If any of these apply to you, you'll need to obtain an EIN from the IRS. You can apply for an EIN online through IRS.gov.
💡 Pro Tip: Even if not federally required, many single-member LLC owners choose to get an EIN to keep their business finances separate from personal finances, especially for banking purposes. It can also add a layer of professionalism.

Owner's Draw vs. Salary

When your single-member LLC is taxed as a disregarded entity, you are considered the owner, not an employee, of your business. This means you do not pay yourself a traditional "salary" from the LLC that is subject to payroll taxes (like Social Security and Medicare withholding). Instead, you take money out of the business through an "owner's draw." An owner's draw is simply a transfer of funds from your business bank account to your personal bank account.

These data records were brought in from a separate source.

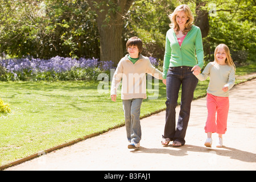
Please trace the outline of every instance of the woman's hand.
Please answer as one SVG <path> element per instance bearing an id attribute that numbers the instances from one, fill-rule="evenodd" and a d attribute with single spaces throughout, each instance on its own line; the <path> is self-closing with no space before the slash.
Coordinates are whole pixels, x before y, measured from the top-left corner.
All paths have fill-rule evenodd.
<path id="1" fill-rule="evenodd" d="M 223 92 L 228 92 L 229 90 L 229 88 L 228 86 L 223 86 L 222 88 Z"/>
<path id="2" fill-rule="evenodd" d="M 196 76 L 199 75 L 201 72 L 201 68 L 199 66 L 196 65 L 195 67 L 192 68 L 191 71 L 193 71 L 193 74 Z"/>
<path id="3" fill-rule="evenodd" d="M 163 79 L 163 82 L 166 85 L 166 79 Z"/>
<path id="4" fill-rule="evenodd" d="M 115 102 L 115 100 L 117 100 L 117 95 L 112 95 L 111 100 L 112 101 Z"/>

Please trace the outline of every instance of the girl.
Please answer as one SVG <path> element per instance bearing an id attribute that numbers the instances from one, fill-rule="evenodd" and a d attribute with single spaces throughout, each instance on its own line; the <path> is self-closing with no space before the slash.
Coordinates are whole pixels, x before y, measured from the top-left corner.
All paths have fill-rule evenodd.
<path id="1" fill-rule="evenodd" d="M 228 91 L 234 84 L 235 72 L 236 66 L 229 48 L 221 44 L 215 48 L 214 61 L 209 63 L 202 73 L 197 75 L 194 73 L 200 81 L 210 77 L 207 97 L 208 114 L 204 128 L 208 137 L 204 145 L 208 147 L 212 147 L 212 133 L 218 134 L 218 143 L 216 147 L 222 147 L 222 134 L 226 131 L 229 107 Z"/>

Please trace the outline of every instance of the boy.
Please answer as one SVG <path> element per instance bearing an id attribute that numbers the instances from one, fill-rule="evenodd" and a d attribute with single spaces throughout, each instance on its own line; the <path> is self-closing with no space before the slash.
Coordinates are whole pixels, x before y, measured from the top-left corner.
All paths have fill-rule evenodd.
<path id="1" fill-rule="evenodd" d="M 122 79 L 121 99 L 129 148 L 140 146 L 141 128 L 139 120 L 142 100 L 147 98 L 146 92 L 146 73 L 163 79 L 162 72 L 155 69 L 149 59 L 141 54 L 142 42 L 137 37 L 129 39 L 126 43 L 129 54 L 122 58 L 113 77 L 111 86 L 111 98 L 115 102 L 117 90 Z"/>

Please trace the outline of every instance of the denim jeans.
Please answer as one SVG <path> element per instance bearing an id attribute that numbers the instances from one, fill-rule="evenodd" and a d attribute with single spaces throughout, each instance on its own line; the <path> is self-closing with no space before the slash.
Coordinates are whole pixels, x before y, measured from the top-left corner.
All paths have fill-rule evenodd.
<path id="1" fill-rule="evenodd" d="M 125 127 L 129 142 L 139 143 L 141 139 L 141 127 L 139 115 L 143 98 L 123 100 Z"/>
<path id="2" fill-rule="evenodd" d="M 163 138 L 185 144 L 185 135 L 190 115 L 191 102 L 198 79 L 191 72 L 192 67 L 170 67 L 166 78 L 166 115 Z M 176 111 L 179 91 L 181 86 L 180 111 L 176 127 Z"/>

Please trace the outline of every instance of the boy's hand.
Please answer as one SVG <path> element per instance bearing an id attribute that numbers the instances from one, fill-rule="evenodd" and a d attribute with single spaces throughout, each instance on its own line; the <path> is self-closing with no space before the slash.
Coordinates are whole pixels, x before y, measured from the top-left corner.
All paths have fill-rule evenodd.
<path id="1" fill-rule="evenodd" d="M 163 79 L 163 82 L 166 85 L 166 79 Z"/>
<path id="2" fill-rule="evenodd" d="M 229 88 L 228 86 L 223 86 L 222 88 L 223 92 L 228 92 L 229 90 Z"/>
<path id="3" fill-rule="evenodd" d="M 117 100 L 117 95 L 112 95 L 111 100 L 112 101 L 115 102 L 115 100 Z"/>

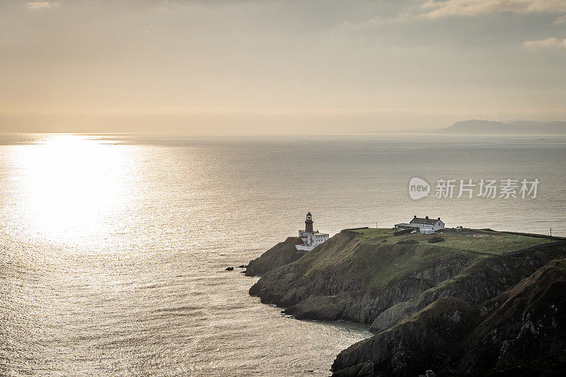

These draws are not considered a tax-deductible business expense, nor are they subject to payroll taxes at the time they are taken. Your entire net profit, after deducting expenses, is subject to self-employment taxes (Social Security and Medicare) and income tax, regardless of how much you "draw" out of the business.
Key Takeaway: By default, your single-member LLC is a disregarded entity, meaning its income and expenses are reported on your personal tax return using IRS Form 1040, Schedule C. You generally use your SSN unless you have employees, pay excise taxes, or your bank requires an EIN, and you take money out via an owner's draw, not a salary.

Electing S Corporation (S Corp) Status for Your SMLLC

When your single-member LLC (SMLLC) begins to generate significant profit, you might find yourself exploring options to optimize your tax situation. One common strategy for eligible SMLLCs is to elect S Corporation (S Corp) status for federal tax purposes. This election can potentially reduce your self-employment tax burden, making it an attractive consideration for growing businesses.
Key Takeaway: Electing S Corp status for your SMLLC can offer potential self-employment tax savings by allowing you to take a portion of your profits as distributions rather than solely as self-employment income, but it requires specific IRS forms and ongoing payroll compliance.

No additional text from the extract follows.